Arabella of Mars(53)
The sound of Arabella’s voice, the touch of her hand, seemed to calm him somewhat. His face relaxed a bit, though it still retained the quietly pained expression it had held ever since the battle with the French, and he lay still beneath his blanket. “Rest well, sir,” she said, and patted his shoulder.
“Ashby, come here!” Stross said, and she joined him at the desk. “Here’s the situation.”
The three of them made an odd conference. Arabella trembled beneath her shirt, frightened as much by the responsibility that had been placed upon her shoulders as by the fear of discovery. Stross, the sailing-master, was a man she’d barely even encountered before the current crisis. Balding, with dark hair and eyes, his rather portly torso contrasted with the hard hands and strong arms of an experienced airman; his attitude of bluff confidence and attention to duty nearly masked the worry that lurked behind his eyes. And Aadim, though his eyes gazed woodenly out the window, seemed nonetheless to be paying close attention to the discussion, the mechanisms within his desk ticking and whirring beneath the chart.
The situation, as Stross put it, was grim. Two of the French cannonballs had shattered the hull of Diana’s coal-store, and over half the coal had drifted away before the breach could be repaired. This coal, carefully budgeted because of its great weight, was intended to fill the ship’s balloons with hot air upon arrival at Mars, allowing her to drift gently downward to a landing. Without it, once the ship entered the influence of Mars’s gravity she was doomed to smash upon the surface. Returning to Earth, where they would be more likely to encounter another ship that might have coal to spare, was out of the question—the ship’s stores of food and water would never stretch so far.
“So we’re bound for Paeonia,” Stross concluded, tapping the pin on the chart. “It’s a substantial asteroid, uninhabited but forested; there we can cut timber and make charcoal. Not so good a fuel as coal, to be sure, but adequate to the task.”
“How much time will it take to make the charcoal we require?”
Stross considered, rubbing his chin. “Some weeks, I should imagine.”
“I see.” Arabella’s heart grew heavy at this news.
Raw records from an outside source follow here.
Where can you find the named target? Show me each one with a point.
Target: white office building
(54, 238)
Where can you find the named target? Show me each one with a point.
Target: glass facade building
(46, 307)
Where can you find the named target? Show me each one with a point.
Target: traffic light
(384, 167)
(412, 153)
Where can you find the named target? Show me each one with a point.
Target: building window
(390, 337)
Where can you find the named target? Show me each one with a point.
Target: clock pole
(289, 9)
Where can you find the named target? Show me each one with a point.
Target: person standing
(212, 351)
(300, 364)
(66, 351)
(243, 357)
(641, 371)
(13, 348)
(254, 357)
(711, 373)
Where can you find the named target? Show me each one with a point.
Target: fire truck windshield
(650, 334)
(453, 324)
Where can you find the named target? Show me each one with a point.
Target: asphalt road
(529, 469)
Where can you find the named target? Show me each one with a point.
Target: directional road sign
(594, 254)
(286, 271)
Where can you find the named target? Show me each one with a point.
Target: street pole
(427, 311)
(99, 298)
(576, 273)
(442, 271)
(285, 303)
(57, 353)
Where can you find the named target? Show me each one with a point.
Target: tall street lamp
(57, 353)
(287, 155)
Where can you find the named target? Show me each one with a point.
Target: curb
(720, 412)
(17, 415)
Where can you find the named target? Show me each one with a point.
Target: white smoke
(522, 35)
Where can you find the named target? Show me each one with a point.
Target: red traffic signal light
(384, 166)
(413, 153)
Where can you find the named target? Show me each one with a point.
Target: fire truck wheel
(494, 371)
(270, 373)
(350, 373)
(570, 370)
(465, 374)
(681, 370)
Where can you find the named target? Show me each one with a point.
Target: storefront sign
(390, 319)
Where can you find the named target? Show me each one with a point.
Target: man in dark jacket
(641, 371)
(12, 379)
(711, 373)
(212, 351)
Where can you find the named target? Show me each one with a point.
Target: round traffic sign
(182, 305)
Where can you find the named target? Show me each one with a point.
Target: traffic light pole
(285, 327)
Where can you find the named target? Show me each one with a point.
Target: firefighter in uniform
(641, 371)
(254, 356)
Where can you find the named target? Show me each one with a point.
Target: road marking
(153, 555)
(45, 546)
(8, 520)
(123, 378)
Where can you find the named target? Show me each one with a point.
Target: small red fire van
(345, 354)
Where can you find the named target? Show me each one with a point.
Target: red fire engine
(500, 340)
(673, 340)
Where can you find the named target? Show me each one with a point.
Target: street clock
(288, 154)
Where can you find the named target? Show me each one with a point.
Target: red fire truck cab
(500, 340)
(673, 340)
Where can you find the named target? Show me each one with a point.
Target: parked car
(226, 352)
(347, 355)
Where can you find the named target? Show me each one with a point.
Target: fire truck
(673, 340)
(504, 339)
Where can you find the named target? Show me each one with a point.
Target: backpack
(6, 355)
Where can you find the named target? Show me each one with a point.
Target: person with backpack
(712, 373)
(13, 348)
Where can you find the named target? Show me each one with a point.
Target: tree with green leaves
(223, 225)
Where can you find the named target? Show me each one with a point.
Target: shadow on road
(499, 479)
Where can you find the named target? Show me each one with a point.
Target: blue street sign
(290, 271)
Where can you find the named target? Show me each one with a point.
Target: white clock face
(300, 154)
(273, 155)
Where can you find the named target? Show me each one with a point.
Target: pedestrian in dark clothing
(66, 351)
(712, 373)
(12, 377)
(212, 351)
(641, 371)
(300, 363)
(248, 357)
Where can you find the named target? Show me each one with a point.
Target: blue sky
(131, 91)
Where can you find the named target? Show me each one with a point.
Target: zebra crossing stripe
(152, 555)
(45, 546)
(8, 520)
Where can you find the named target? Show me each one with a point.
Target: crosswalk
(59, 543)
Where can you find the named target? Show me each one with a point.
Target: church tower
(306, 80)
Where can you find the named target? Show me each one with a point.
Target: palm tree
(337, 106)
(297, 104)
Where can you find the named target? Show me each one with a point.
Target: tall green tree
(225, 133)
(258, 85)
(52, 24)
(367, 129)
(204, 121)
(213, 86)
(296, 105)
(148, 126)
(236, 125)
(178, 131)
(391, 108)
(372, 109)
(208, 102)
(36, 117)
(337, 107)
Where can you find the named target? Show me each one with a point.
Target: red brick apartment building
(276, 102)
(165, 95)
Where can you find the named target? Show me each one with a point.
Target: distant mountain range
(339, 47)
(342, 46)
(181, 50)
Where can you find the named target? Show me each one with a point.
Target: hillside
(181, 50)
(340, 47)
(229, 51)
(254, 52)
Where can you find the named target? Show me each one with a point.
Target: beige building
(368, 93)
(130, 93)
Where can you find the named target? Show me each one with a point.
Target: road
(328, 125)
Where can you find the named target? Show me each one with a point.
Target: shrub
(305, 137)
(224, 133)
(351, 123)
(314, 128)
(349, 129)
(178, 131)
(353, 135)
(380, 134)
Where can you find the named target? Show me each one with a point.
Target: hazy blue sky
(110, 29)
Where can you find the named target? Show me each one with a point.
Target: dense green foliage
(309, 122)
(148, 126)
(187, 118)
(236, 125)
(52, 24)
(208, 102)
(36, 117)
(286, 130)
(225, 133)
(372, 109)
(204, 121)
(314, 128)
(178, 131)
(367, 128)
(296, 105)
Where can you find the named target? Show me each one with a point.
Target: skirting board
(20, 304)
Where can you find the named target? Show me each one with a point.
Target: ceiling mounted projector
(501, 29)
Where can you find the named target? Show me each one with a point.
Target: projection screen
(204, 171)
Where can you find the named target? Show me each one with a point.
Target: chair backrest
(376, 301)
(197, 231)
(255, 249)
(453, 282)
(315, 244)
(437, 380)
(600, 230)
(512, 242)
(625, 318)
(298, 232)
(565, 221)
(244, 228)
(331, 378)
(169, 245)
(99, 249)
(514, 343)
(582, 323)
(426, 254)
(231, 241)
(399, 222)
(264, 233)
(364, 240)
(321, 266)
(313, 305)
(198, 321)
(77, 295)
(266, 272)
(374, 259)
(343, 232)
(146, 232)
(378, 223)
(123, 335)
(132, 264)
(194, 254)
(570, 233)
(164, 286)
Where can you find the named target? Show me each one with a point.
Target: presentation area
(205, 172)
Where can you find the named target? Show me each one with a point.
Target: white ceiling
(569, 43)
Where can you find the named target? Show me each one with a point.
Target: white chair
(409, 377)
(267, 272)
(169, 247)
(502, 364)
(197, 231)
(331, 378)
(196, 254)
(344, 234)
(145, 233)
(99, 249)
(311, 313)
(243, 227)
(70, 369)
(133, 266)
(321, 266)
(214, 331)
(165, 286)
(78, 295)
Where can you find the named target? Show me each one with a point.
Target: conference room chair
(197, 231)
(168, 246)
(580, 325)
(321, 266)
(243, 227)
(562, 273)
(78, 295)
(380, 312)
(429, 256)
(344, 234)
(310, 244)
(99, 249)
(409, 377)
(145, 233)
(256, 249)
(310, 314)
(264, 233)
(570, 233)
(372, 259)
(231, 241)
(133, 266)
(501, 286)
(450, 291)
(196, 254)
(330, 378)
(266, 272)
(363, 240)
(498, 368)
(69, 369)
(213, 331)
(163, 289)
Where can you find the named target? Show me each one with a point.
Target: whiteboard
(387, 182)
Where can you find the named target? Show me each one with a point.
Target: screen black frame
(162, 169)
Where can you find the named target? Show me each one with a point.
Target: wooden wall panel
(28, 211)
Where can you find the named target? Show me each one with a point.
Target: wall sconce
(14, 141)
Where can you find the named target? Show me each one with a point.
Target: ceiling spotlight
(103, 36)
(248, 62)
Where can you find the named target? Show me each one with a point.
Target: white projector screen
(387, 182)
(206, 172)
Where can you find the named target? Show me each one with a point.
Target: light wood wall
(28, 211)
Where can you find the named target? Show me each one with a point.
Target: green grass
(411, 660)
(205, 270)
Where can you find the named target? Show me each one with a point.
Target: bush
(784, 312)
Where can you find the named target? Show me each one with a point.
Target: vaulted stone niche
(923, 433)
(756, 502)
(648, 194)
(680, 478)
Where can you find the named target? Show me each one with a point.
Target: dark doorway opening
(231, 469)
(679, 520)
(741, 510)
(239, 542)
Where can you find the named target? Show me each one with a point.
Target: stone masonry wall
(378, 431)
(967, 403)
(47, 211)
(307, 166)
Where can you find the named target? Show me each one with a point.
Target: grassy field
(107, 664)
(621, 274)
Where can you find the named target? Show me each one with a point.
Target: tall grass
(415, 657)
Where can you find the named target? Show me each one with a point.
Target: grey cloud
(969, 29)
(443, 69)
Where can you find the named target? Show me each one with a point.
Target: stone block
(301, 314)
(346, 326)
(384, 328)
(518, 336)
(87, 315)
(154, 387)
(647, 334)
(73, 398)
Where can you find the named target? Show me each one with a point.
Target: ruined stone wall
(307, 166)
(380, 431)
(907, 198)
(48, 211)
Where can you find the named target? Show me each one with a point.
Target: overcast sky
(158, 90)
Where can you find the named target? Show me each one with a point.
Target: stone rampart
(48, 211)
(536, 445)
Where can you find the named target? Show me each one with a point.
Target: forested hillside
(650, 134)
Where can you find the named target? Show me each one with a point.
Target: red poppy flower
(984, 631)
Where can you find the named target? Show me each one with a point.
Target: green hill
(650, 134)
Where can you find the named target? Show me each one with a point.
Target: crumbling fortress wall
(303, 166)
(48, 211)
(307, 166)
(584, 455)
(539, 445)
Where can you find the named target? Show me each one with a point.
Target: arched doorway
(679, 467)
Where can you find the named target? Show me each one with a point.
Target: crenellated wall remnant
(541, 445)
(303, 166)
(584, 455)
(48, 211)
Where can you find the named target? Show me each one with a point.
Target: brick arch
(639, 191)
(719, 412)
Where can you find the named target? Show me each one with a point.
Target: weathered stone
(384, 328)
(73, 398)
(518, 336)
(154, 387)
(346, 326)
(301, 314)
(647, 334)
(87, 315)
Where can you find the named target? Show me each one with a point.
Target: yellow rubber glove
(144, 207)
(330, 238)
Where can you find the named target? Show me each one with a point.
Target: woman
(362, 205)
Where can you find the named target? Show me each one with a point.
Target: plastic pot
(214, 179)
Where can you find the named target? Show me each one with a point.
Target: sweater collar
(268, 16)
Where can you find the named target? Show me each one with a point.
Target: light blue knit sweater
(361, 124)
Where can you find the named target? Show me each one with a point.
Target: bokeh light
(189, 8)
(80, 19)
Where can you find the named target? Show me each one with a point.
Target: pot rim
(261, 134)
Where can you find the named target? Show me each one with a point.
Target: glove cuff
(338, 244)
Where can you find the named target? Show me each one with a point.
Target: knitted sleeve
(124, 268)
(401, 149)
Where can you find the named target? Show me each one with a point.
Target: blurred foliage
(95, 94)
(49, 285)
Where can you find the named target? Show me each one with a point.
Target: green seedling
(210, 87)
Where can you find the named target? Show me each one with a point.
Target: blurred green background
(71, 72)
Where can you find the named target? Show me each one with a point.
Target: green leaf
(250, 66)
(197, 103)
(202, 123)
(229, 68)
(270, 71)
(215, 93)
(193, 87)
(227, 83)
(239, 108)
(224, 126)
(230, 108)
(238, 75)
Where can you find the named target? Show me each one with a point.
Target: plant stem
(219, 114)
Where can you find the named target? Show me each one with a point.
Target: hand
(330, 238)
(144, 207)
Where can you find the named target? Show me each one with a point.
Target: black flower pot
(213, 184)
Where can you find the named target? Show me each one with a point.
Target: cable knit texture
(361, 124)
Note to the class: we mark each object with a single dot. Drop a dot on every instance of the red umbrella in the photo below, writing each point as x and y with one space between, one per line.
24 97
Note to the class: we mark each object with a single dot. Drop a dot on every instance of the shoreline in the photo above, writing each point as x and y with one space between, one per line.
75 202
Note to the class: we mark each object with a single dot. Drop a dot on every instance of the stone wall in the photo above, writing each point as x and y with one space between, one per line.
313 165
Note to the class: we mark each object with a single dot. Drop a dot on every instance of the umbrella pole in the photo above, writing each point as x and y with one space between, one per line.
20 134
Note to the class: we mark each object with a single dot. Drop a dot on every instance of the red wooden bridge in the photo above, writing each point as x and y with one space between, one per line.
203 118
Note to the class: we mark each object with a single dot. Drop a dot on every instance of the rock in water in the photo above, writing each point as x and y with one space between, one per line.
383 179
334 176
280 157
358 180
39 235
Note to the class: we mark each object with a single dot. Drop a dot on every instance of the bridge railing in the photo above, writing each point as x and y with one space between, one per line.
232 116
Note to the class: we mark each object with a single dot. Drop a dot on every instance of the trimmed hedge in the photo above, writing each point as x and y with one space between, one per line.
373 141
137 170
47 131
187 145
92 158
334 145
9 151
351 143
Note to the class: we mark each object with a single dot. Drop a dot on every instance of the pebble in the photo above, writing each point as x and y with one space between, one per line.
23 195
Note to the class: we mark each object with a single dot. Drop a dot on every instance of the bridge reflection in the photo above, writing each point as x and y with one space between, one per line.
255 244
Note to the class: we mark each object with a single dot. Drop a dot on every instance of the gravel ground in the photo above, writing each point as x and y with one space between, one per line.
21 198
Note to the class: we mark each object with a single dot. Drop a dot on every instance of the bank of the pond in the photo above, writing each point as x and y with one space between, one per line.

Any delay might allow that dastardly Simon to reach her brother before she could warn him. But she must not give up hope.
“You say you have some facility with the navigator,” Stross said, breaking into Arabella’s distressing train of thought. He grasped Aadim’s right hand and wrenched it toward the pin representing Diana, the sudden rough motion making the navigator’s gears shriek in protest. Arabella cringed as though she felt Aadim’s pain in her own shoulder. “I know how to plot a course from here to here”—he hauled the hand across to the pin representing Paeonia—“but not how to tell the d____d thing to use drogues.”
“I believe it is done thus,” Arabella said. She returned Aadim’s hand to Diana, moving it slowly and evenly to respect the gears and levers, then pressed down on the index finger to indicate the start point. A click sounded from within Aadim’s mechanism. Next she opened a panel on the side of the desk, where several brass levers were labeled with the letters of the Greek alphabet.
She paused for a moment in thought, then raised the beta lever and lowered the lambda lever. Then she contemplated the gamma lever. For a transit by drogue, should it be set up or down? Down, she thought. She laid her finger upon the lever and pressed it gently downward.
The lever seemed to resist her finger, quivering gently from the motion of the gears behind it. Aadim’s whole body joined in this motion, his head seeming to shift fractionally from side to side.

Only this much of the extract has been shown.